In 2005, a decade before my involvement with FiLiA, I briefly worked in Bethlehem in the West Bank, living among Palestinians under Israeli occupation. Nothing can prepare a Westerner for the reality of what “the only democracy in the Middle East” forces Palestinians to endure—forced displacement, the destruction of homes and infrastructure, the imprisonment of children who throw stones at soldiers, and men in cages at the checkpoint at dawn, waiting to pass through to work as cheap labour for the settlement that steals their land. I am pleased that FiLiA stood alongside those protesting Israel’s brutal racism, and I wish it success in debunking the false claim that this signifies Jew-hatred. To return to the words on the banner, “We are not free till we are all free.”
FiLiA did indeed march alongside Zak Polanski, the current leader of the Green Party. Clearly, the Green Party’s ethos on all LGBTQ issues has remained the same as it was a decade ago, when I first critiqued it. On the stage, next to Polanski, a half-naked, fetish-clad man who looked as if he had just popped over from a Pride Parade sexually gyrated. Despite this, Polanski has been the only leader of a political party to speak against the ideology of Zionism, Israel’s genocide of Palestinians, and the government’s unlawful extension of terrorism laws to shut down dissenting free speech. Nicole Lampert is currently engaged in an unseemly Twitter spat with Polanski, who is himself Jewish, accusing his opposition to Zionism as an example of “Jew hatred.”

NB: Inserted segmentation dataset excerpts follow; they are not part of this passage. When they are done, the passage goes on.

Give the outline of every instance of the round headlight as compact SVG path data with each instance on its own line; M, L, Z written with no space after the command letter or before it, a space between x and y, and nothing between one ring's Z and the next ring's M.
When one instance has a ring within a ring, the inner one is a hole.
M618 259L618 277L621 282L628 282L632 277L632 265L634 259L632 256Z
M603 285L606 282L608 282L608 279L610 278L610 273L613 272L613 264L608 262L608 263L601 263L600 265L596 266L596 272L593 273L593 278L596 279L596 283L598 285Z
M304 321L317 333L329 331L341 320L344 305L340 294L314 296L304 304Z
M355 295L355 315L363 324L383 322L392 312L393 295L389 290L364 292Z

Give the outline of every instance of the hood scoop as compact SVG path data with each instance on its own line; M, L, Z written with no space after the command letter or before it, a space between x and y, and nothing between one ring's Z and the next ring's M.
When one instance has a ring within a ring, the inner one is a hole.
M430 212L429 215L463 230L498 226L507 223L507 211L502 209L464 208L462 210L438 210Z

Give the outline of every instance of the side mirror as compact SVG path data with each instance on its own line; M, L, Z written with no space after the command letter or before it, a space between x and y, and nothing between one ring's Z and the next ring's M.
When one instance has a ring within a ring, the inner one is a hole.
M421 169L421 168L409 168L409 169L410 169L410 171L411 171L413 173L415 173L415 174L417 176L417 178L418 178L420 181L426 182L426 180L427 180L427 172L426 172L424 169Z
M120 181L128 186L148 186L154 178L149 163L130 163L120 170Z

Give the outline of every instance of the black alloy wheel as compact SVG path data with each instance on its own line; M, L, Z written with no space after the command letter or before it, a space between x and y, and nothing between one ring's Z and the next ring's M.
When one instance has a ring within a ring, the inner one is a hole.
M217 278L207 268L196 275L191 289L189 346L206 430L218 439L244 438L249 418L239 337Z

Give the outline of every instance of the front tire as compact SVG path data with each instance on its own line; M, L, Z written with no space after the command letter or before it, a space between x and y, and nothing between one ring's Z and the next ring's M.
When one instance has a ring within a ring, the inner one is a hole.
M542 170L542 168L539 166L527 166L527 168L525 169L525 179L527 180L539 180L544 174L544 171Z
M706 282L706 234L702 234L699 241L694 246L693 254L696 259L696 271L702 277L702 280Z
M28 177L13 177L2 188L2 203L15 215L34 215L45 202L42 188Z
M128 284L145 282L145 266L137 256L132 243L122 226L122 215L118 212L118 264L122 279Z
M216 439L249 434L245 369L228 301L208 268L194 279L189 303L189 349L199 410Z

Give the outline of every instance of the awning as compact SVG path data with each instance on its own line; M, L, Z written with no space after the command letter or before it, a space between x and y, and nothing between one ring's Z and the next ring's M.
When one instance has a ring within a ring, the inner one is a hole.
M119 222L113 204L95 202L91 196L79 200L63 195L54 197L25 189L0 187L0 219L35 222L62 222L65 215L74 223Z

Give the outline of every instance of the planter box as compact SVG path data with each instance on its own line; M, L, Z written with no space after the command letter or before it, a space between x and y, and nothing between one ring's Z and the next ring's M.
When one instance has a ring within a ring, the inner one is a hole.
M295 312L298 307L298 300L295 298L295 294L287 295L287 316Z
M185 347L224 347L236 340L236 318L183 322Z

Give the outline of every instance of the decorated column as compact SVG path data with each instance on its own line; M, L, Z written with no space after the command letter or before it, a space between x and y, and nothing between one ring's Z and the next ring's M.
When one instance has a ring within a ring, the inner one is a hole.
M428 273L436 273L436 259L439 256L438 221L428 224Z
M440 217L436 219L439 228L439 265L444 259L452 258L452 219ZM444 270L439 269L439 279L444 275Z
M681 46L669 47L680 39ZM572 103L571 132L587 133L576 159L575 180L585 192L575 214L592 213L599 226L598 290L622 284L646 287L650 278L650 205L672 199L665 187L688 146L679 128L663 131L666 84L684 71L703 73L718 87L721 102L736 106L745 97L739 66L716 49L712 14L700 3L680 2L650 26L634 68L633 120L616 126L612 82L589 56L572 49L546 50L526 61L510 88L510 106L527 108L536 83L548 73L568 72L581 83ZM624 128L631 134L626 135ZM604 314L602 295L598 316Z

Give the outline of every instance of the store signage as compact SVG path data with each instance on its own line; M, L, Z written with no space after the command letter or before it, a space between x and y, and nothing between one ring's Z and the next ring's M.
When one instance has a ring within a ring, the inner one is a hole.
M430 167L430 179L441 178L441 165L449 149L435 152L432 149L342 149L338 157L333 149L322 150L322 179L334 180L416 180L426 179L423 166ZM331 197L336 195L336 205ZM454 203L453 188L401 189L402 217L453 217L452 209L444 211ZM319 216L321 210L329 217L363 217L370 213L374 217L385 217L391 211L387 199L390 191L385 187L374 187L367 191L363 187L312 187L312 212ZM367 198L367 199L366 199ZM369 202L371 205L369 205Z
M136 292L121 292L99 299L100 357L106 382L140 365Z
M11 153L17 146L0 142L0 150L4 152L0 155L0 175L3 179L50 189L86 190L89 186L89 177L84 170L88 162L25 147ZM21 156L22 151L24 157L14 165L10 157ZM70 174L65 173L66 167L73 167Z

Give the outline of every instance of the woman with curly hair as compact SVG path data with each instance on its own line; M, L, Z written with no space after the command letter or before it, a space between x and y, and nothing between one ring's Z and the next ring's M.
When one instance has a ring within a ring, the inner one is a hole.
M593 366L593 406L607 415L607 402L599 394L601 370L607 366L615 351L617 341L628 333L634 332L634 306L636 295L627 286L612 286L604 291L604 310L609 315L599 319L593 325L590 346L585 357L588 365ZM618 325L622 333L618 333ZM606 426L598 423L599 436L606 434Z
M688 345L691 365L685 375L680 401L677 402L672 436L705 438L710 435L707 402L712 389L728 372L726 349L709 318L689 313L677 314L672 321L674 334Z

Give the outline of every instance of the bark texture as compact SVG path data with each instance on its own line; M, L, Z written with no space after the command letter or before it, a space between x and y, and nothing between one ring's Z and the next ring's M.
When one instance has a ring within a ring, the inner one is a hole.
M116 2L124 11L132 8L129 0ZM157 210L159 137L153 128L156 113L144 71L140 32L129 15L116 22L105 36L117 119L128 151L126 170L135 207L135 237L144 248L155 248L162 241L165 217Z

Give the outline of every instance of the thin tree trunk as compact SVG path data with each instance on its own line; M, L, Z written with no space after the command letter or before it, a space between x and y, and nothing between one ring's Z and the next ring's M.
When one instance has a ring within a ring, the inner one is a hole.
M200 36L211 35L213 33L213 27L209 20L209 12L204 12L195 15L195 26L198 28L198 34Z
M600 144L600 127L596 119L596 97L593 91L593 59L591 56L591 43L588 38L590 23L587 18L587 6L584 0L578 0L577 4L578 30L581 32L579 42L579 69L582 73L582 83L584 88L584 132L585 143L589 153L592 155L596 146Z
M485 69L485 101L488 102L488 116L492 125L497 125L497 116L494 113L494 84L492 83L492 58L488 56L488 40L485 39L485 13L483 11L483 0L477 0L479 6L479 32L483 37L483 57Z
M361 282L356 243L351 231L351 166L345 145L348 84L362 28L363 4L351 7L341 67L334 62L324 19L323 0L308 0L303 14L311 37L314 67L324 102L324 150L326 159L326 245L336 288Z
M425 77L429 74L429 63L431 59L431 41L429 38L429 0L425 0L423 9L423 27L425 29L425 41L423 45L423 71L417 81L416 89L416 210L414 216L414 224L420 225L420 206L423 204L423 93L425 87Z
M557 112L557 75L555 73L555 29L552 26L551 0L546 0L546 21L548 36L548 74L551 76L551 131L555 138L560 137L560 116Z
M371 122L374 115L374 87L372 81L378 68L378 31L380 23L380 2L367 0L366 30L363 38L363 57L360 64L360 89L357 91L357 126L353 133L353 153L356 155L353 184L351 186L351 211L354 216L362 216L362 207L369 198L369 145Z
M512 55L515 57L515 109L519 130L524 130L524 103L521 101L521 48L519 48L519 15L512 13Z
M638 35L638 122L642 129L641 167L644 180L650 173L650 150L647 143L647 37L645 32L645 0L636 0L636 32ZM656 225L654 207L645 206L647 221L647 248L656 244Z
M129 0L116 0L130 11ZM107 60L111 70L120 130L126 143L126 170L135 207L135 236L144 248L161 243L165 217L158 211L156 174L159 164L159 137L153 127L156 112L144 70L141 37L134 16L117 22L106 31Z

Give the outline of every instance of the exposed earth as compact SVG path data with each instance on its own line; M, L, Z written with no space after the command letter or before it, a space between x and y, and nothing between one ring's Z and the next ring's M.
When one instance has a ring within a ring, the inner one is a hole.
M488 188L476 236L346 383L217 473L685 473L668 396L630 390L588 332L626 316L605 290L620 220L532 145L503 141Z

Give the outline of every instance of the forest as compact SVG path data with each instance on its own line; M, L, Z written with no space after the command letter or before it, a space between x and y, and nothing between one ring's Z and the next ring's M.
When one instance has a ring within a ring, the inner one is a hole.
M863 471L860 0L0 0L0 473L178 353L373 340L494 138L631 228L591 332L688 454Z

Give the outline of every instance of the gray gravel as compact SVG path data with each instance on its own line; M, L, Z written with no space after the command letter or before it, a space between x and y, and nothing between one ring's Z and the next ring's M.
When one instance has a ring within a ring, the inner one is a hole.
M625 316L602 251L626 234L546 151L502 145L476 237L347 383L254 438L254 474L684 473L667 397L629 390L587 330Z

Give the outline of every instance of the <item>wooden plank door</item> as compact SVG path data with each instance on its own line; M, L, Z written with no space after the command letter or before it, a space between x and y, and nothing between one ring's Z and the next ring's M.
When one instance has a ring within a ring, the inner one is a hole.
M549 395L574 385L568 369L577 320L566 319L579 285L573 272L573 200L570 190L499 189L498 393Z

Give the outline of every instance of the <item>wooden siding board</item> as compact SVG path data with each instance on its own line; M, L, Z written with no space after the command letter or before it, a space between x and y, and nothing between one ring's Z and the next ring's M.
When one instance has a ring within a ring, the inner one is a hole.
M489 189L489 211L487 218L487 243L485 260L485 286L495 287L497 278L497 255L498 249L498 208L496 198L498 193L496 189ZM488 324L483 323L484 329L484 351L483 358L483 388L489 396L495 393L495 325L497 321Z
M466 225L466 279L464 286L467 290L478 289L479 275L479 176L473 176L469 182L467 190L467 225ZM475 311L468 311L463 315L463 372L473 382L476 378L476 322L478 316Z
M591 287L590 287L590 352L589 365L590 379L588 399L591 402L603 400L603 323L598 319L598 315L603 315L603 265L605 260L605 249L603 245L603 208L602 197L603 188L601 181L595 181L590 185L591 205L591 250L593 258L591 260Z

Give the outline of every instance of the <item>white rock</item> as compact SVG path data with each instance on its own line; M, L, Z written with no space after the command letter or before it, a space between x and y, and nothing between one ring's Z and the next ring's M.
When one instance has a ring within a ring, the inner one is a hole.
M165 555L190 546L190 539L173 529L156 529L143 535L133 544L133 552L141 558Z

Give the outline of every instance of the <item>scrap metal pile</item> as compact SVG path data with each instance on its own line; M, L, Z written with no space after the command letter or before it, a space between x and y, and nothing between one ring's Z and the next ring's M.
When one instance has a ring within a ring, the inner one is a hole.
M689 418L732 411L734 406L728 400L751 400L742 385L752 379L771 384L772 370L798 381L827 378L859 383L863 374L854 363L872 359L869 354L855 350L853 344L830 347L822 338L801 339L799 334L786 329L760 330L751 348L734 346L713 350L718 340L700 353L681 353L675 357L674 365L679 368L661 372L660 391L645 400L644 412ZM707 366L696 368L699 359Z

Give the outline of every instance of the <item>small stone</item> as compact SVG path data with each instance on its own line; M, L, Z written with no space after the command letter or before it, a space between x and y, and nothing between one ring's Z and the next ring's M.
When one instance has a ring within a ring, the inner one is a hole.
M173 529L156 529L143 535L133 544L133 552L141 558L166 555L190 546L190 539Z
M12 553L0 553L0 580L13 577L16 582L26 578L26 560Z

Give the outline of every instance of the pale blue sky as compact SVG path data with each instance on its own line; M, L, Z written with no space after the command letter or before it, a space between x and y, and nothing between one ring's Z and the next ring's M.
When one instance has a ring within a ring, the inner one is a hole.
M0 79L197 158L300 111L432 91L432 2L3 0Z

In my view, FiLiA will initially survive this backlash, but deep moral and political divides within feminism about Israel/Palestine won’t go away. Just as transactivists managed for years to dismantle organisations, it is doubtful that pro-Israel feminist activists will let go of the accusation that FiLiA is deeply antisemitic until they reshape FiLiA and what can be spoken or not spoken at it, to their own design. Following the last conference and the concerns that arose during and after it, FiLiA’s trustees self-reported to the Charity Commission, which had also received a separate complaint. FiLiA has now introduced “stronger policies and processes … a Conference Oversight Group, and written agreements for speakers and stallholders.” The next 2026 conference has been postponed while these and other changes are implemented.
To counter Bev Jackson’s horror at FiLiA, as expressed earlier, I use her words but reverse them: “It’s not tragic what has happened to FiLiA”; rather, “It’s tragic what has happened to feminism.” Only time will tell whether my predictions come true and whether views such as hers will, sooner or later, lead not only to the demise of FiLiA but also to the decline of this fourth wave of modern feminism.